The Bill of Rights £2 coin was introduced in 1989, but how much is the coin worth today if you are lucky enough to find one?
The average selling price according to the latest sold prices on eBay is about £3.11, not including postage and packaging.
Let’s take a look at the mintage and history behind the coin to see why it is sought after by coin collectors.
Bill Of Rights £2 Mintage And Rarity
There was 4,432,000 Bill of Rights £2 coins issued in 1989, although they were not intended for circulation.
In the same year, the Claim of Rights £2 coin was introduced which was much rarer and had a mintage of just 381,400.
The Bill of Rights £2 was also issued in other versions, such as silver proof, for coin collectors. The known specifications and mintages are listed below.
|Silver Proof (Alongside Claim of Rights £2 in a set)||25,000|
|Silver Proof Piedfort (Alongside Claim of Rights £2 in a set)||10,000|
Design Of The Coin
The reverse of the coin features a design that was to commemorate the 300th Anniversary of the Bill of Rights.
It featured the Royal Cypher of William and Mary interlaced with letters W and M to represent King William III and Queen Mary II surmounting a horizontal Parliamentary Mace. Above is St. Edward’s Crown to represent the Royal Crown. Below are intertwined dates of 1689 and 1989.
The 1989 Bill of Rights coin was made of Nickel-brass with a 2.0 mm thickness, a diameter of 28.4 mm, and a weight of 15.98 grams. The edge of the coin is milled.
The obverse of the 1989 Bill of Rights two pound coin features the Raphael David Maklouf effigy which appeared on the obverse from 1985 to 1996.
This is considered to be the third major portrait of Queen Elizabeth II. She is facing right wearing the royal diadem which she wears on her way to and from the State Opening of Parliament. She is also wearing a pearl necklace and earrings.
The date of the British coin uncharacteristically features the date on the reverse with the value and denomination on the obverse.
What Does The 1989 Tercentenary of the Bill of Rights £2 Coin Represent?
After the Glorious Revolution in 1688, King James II of England had been overthrown. This “Bloodless Revolution” was led by William III of England.
In 1689, Prince William and Queen Mary accepted the Declaration of Rights prior to being offered the throne. The legal document stated basic civil rights and also dictated the process of the inheritance of the Crown.
This act shifted the balance of power from the Crown to Parliament and changed the course of British political history. It is still in effect to this day and is referred to in cases in the UK and throughout the Commonwealth.
Two versions of the coin were issued. One was an English version, and the other a Scottish one. The English version celebrates the Bill of Rights. Whereas, the Scottish version celebrates the Claim of Rights.
The Bill of Rights coin was minted to celebrate the Tercentenary 300th anniversary of the Declaration of Rights in 1689.

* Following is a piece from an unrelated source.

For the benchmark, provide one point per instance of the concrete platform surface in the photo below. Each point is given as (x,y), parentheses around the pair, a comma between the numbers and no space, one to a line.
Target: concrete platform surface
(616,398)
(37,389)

On February 13, 1689, Prince William and Princess Mary of Orange were presented with a document by the Lords and Commons that marked a major pivotal point in British parliamentary history. The document stemmed from the revolutionary events of 1688 that influenced the social, economic, and political development of democratic countries around the world. It was known as the Declaration of Rights.
The Declaration of Rights adopted a Claim of Rights (commemorated on another £2 coin) which largely corresponds to the Bill of Rights in England. In Scotland, William and Mary were recognized as King and Queen by the Convention of Estates on April 11, 1689.

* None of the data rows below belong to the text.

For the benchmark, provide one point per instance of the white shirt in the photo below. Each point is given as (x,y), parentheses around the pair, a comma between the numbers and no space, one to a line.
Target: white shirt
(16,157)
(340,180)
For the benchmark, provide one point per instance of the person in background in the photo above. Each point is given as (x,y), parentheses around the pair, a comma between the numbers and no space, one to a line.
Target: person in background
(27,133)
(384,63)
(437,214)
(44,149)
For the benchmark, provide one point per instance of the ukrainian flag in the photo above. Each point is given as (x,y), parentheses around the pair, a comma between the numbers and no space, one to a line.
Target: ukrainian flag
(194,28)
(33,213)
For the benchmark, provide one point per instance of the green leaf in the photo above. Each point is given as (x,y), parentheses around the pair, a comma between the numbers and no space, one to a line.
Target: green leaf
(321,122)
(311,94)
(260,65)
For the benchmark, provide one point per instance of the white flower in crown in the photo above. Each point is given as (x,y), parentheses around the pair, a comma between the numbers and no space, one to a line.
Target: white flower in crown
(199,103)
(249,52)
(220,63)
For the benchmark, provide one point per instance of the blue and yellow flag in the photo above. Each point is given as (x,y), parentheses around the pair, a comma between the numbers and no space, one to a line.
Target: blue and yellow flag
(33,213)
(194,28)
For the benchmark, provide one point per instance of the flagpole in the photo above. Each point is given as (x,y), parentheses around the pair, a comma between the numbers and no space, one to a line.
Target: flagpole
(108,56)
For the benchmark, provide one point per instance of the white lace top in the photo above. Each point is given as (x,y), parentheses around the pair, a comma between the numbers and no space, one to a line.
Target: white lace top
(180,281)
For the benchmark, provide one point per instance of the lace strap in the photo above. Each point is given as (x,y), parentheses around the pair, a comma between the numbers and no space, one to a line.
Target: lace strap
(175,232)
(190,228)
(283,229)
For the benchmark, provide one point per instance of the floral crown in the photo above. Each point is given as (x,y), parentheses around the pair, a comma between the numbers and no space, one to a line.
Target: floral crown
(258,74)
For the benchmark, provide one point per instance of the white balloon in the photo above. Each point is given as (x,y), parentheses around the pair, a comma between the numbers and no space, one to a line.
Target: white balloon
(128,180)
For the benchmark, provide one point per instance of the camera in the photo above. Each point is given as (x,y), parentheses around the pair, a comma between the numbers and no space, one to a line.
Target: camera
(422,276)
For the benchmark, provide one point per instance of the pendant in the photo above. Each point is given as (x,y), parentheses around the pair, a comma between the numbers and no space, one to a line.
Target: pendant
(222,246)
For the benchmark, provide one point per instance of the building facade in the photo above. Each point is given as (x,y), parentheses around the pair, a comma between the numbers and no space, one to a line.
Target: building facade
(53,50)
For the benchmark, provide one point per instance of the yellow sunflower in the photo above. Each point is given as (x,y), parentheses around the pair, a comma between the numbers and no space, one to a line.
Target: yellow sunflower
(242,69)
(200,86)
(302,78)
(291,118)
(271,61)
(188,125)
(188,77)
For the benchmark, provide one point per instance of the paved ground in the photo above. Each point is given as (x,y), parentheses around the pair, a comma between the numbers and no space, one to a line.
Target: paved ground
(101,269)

The Bill of Rights was to establish free and regular elections, freedom of speech in Parliament, the proper distribution of governmental power, and protection of the rights of subjects and citizens.
The ceremonial mace gradually became a symbol of prestige and an emblem of Office throughout England.
Is The Bill Of Rights £2 Legal Tender?
Old £2 coins, including the Bill of Rights £2, are legal tender. In fact, £2 coins are legal tender up to any amount, meaning you could purchase a house legally using entirely £2 coins.
In daily life the term legal tender has a very limited meaning, however, and you’re better off keeping the coin rather than spending it as shopkeepers will likely refuse it as payment.